History often repeats itself, but rarely with such clear warnings. Before the Great Depression of 1929, there was the "forgotten" depression of 1893, where U.S. unemployment jumped from 3% to 18% in just two years. The violent lurch from an agricultural to an industrial economy had created a volatile environment, triggered by the bursting of a financial bubble. Today, we stand at a similar tipping point, with artificial intelligence threatening to destabilize an already fragile economic ladder.
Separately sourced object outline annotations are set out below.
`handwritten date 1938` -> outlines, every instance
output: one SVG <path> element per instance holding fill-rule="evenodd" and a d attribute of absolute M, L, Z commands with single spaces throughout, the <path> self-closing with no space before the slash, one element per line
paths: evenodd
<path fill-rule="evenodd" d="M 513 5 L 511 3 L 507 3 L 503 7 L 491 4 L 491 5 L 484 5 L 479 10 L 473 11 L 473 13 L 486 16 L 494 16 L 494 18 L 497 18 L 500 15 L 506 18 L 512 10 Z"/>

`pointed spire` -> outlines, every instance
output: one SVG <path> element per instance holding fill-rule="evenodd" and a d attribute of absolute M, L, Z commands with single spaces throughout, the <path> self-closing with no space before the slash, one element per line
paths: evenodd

The Broken Ladder of Mobility

The data reveals a stark erosion of economic mobility. While someone born in 1940 had a 90% chance of out-earning their parents, those born in 1985 saw those odds drop to 50-50. Nearly half of American households now struggle to make ends meet. The technological disruption of AI does not arrive in a vacuum; it builds upon decades of policy choices that decoupled national growth from worker prosperity.

Claude Corps: AI for Civil Society

In this landscape, Anthropic co-founder Daniela Amodei has introduced the "Claude Corps." The initiative aims to embed 1,000 AI-fluent fellows within hundreds of organizations that hold civil society together, such as food banks, legal aid offices, and veteran networks. Partnering with the nonprofit CodePath, which has already trained over 40,000 alumni from diverse backgrounds, the program seeks to equip young Americans with the skills to develop high-impact solutions that once required entire consulting teams.
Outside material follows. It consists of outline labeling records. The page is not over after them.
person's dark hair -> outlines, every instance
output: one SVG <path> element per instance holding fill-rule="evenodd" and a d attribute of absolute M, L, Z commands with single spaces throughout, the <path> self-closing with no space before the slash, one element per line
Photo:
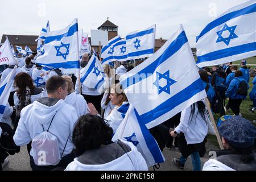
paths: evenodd
<path fill-rule="evenodd" d="M 33 84 L 33 80 L 30 75 L 27 73 L 21 72 L 16 75 L 14 82 L 16 86 L 18 87 L 16 90 L 18 98 L 20 100 L 21 97 L 26 95 L 27 87 L 28 87 L 31 92 L 33 92 L 35 86 Z"/>
<path fill-rule="evenodd" d="M 208 75 L 207 72 L 203 69 L 200 69 L 198 71 L 199 75 L 200 76 L 201 79 L 203 81 L 205 81 L 207 83 L 209 82 Z"/>
<path fill-rule="evenodd" d="M 207 72 L 210 72 L 210 68 L 208 67 L 205 67 L 203 68 L 203 69 L 204 69 L 204 70 L 205 70 Z"/>
<path fill-rule="evenodd" d="M 196 113 L 195 113 L 196 106 L 197 106 L 197 112 Z M 188 125 L 190 125 L 191 123 L 192 120 L 195 115 L 196 115 L 196 117 L 197 117 L 198 114 L 200 114 L 201 115 L 201 116 L 205 121 L 205 123 L 207 123 L 205 118 L 205 105 L 204 102 L 203 102 L 203 101 L 197 101 L 191 105 L 191 113 L 190 113 L 189 115 Z M 196 119 L 195 121 L 196 121 Z"/>
<path fill-rule="evenodd" d="M 112 134 L 112 128 L 102 118 L 91 114 L 81 116 L 73 131 L 75 154 L 79 156 L 87 150 L 111 143 Z"/>
<path fill-rule="evenodd" d="M 243 72 L 242 72 L 240 70 L 236 71 L 235 72 L 235 77 L 237 77 L 238 76 L 241 76 L 242 75 L 243 75 Z"/>
<path fill-rule="evenodd" d="M 26 62 L 26 65 L 28 65 L 30 64 L 30 63 L 31 63 L 31 58 L 30 57 L 27 57 L 26 59 L 25 59 L 25 62 Z"/>
<path fill-rule="evenodd" d="M 60 76 L 55 75 L 47 80 L 46 88 L 47 93 L 53 93 L 60 87 L 63 89 L 66 88 L 66 80 Z"/>

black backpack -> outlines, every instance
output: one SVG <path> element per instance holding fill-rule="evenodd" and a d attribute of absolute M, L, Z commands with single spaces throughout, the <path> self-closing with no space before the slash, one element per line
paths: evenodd
<path fill-rule="evenodd" d="M 18 153 L 20 147 L 17 146 L 13 140 L 14 132 L 9 125 L 0 122 L 0 127 L 2 129 L 2 133 L 0 138 L 0 147 L 10 155 L 14 155 Z"/>
<path fill-rule="evenodd" d="M 247 88 L 247 84 L 245 80 L 239 81 L 238 89 L 237 90 L 237 93 L 241 96 L 246 96 L 248 94 L 248 89 Z"/>

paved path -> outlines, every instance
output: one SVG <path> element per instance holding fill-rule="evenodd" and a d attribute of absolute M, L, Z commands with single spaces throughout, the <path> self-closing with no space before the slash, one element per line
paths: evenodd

Investing in a New Safety Net

The core premise is that public-interest institutions are typically the last to receive new technology due to budget and staffing constraints. Claude Corps intends to change this by putting AI into the hands of those managing education, housing, and mental health services. The challenge now is whether policymakers and funders can move fast enough to use these new instruments to prepare Americans for a rapidly changing economy, akin to historical "moonshots" like the Marshall Plan or the WPA.